Inactivation of klotho function induces hyperphosphatemia even in presence of high serum fibroblast growth factor 23 levels in a genetically engineered hypophosphatemic (Hyp) mouse model.

Hyp mice possess a mutation that inactivates the phosphate-regulating gene, which is homologous to the endopeptidases of the X-chromosome (PHEX). The mutation is associated with severe hypophosphatemia due to excessive urinary phosphate wasting. Such urinary phosphate wasting in Hyp mice is associated with an increased serum accumulation of fibroblast growth factor (FGF) 23. We wanted to determine the biological significance of increased serum FGF23 levels and concomitant hypophosphatemia in Hyp mice and to evaluate whether FGF23 activity could be modified by manipulating klotho (a cofactor of FGF23 signaling). We generated Hyp and klotho double-mutant mice (Hyp/klotho(-/-)). Severe hypophosphatemia of Hyp mice was reversed to hyperphosphatemia in Hyp/klotho(-/-) double mutants, despite the fact that the double mutants showed significantly increased serum levels of FGF23. Hyperphosphatemia in Hyp/klotho(-/-) mice was associated with increased renal expression of sodium/phosphate cotransporter 2a (NaPi2a) protein. Exogenous injection of bioactive parathyroid hormone 1-34 down-regulated renal expression of NaPi2a and consequently reduced serum levels of phosphate in Hyp/klotho(-/-) mice. Moreover, in contrast to the Hyp mice, the Hyp/klotho(-/-) mice showed significantly higher serum levels of 1,25-dihydroxyvitamin D and developed extensive calcification in soft tissues and vascular walls.
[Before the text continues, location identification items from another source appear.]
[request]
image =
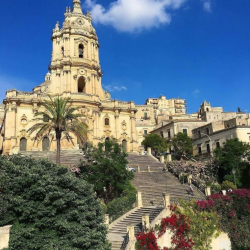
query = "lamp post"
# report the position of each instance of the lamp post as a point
(234, 172)
(210, 143)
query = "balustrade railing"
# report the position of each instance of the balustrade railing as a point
(125, 241)
(156, 211)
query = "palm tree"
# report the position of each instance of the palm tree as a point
(61, 118)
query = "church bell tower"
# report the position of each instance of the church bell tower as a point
(75, 65)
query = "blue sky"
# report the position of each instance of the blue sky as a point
(192, 49)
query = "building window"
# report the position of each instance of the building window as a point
(106, 121)
(81, 85)
(80, 50)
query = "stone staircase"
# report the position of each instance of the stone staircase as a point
(68, 157)
(152, 185)
(118, 229)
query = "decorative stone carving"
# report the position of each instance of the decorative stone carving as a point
(80, 21)
(124, 125)
(107, 95)
(24, 120)
(82, 71)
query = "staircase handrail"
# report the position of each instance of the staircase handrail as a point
(125, 241)
(156, 211)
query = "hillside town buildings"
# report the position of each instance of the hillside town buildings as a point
(75, 72)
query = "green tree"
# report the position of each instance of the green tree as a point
(204, 224)
(234, 154)
(61, 118)
(105, 168)
(155, 141)
(182, 146)
(49, 207)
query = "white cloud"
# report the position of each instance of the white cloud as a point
(133, 15)
(196, 92)
(207, 5)
(111, 88)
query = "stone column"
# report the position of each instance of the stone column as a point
(169, 157)
(145, 221)
(148, 168)
(166, 198)
(139, 199)
(142, 151)
(117, 127)
(149, 151)
(133, 129)
(107, 220)
(208, 191)
(10, 128)
(162, 158)
(131, 231)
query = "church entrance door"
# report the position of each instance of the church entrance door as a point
(124, 145)
(23, 144)
(45, 144)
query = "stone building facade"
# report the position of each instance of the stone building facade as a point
(75, 72)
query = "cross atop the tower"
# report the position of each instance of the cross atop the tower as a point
(77, 7)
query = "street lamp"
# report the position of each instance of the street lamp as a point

Furthermore, compared with the Hyp mice, Hyp/klotho(-/-) mice were smaller in size, showed features of generalized tissue atrophy, and generally died by 15-20 wk of age. Our in vivo studies provide genetic evidence for a pathological role of increased FGF23 activities in regulating abnormal phosphate homeostasis in Hyp mice. Moreover, these results suggest that even when serum levels of FGF23 are significantly high, in the absence of klotho, FGF23 is unable to regulate systemic phosphate homeostasis. Our in vivo observations have significant clinical implications in diseases associated with increased FGF23 activity and suggest that the functions of FGF23 can be therapeutically modulated by manipulating the effects of klotho.